To recap, according to Watts and Mosurinjohn, “rather than presuming something like racism exists in the world (for to do so would reify and naturalize a local classification schema) [Martin] would simply study how racism gets defined and what interests those definitions serve”; by contrast, in Discourse & Ideology, Martin quite explicitly devotes 25-pages to reviewing the material effects of racism documented in the last 50 years by social scientists.

In a broader theoretical sense, Martin’s critical approach to the study of religion has developed over the years to focus on defending an anti-realist position, and has led to some fruitful exchanges with Kevin Schilbrack’s critical realist approach. These debates, I would argue, are potentially generative for the study of religion if we engage them on the terms that the authors in question have put forward.

Jason Josephson Storm has also recently proposed a new critical approach to the study of religion in Metamodernism: The Future of Theory (2021), which rejects both realist and anti-realist positions in favor of what he calls “metarealism,” along with concepts like hylosemiotics (chapter five) and Zetetic knowledge (chapter six). More concretely, he offers a critique of certain trends in the critical study of religion: “Despite all the controversy it inevitably evokes, it can be seductive to take the stance of an epistemological anarchist and to start exploding fundamental concepts and then reveling in the chaos as disciplines disintegrate. I have largely made my career out of such an attitude. I think this kind of work is valuable, but is simply not enough” (x). For Josephson Storm, who I would suggest is CR-adjacent (e.g., see his first book The Invention of Religion in Japan [2013]), historicizing critique has become stale and is in need of “a new model for producing humble knowledge that is capable of tracing the unfolding of de-essentialized master categories in their full complexity” (ix).

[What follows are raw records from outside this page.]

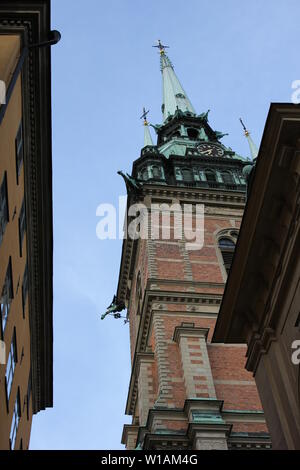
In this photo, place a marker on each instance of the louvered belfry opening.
(227, 248)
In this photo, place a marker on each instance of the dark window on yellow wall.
(22, 225)
(187, 174)
(15, 421)
(3, 207)
(6, 297)
(19, 151)
(227, 248)
(28, 395)
(11, 364)
(25, 288)
(227, 177)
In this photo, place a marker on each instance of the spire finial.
(144, 116)
(161, 47)
(147, 136)
(174, 96)
(253, 148)
(244, 127)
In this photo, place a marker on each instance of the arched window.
(138, 293)
(227, 177)
(192, 133)
(210, 176)
(227, 247)
(156, 172)
(145, 173)
(187, 174)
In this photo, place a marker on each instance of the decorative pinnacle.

I call attention to these two examples to highlight a few of the generative debates that have taken the claims of ‘CR’ seriously, but have also looked to push beyond some of the stalemates and assumptions that this influential brand of theory has produced. In my estimation, there is overlap between some of the concerns laid out by Watts and Mosurinjohn and the attempts to refine and develop ‘CR’ by the above mentioned scholars, who are not the only ones pushing in new directions (e.g., see Driscoll and Miller’s Method as Identity).

In closing this essay-length blog post , I’d like to end with a suggestion for how CR-adjacent scholarship might attend to some weak-spots that sometimes infuse its scholarly productions. Perhaps the most important pitfall that some critical scholars could improve upon, myself included, is developing training in matters of positionality and standpoint epistemology. These approaches are commonplace among anthropologists and sociologists (along with scholars of Indigenous, queer, feminist, race theories, etc.), who interact with the communities they study and are naturally compelled to be more cautious and accountable in their work. For those of us who deal primarily with texts, we do run the risk of objectifying our data in ways that haven’t always sufficiently grappled with these problems—for example, how Indigenous communities have responded to Western epistemologies by revitalizing their own forms of knowledge and what that means for questions of ‘objectivity’ moving forward.

We all have blind spots and can do better. Paying closer attention to the details of the critical study of religion, including its missteps, disagreements, and its theoretical innovations, is crucial if we want to advance the field and not get distracted by some of its flashier claims.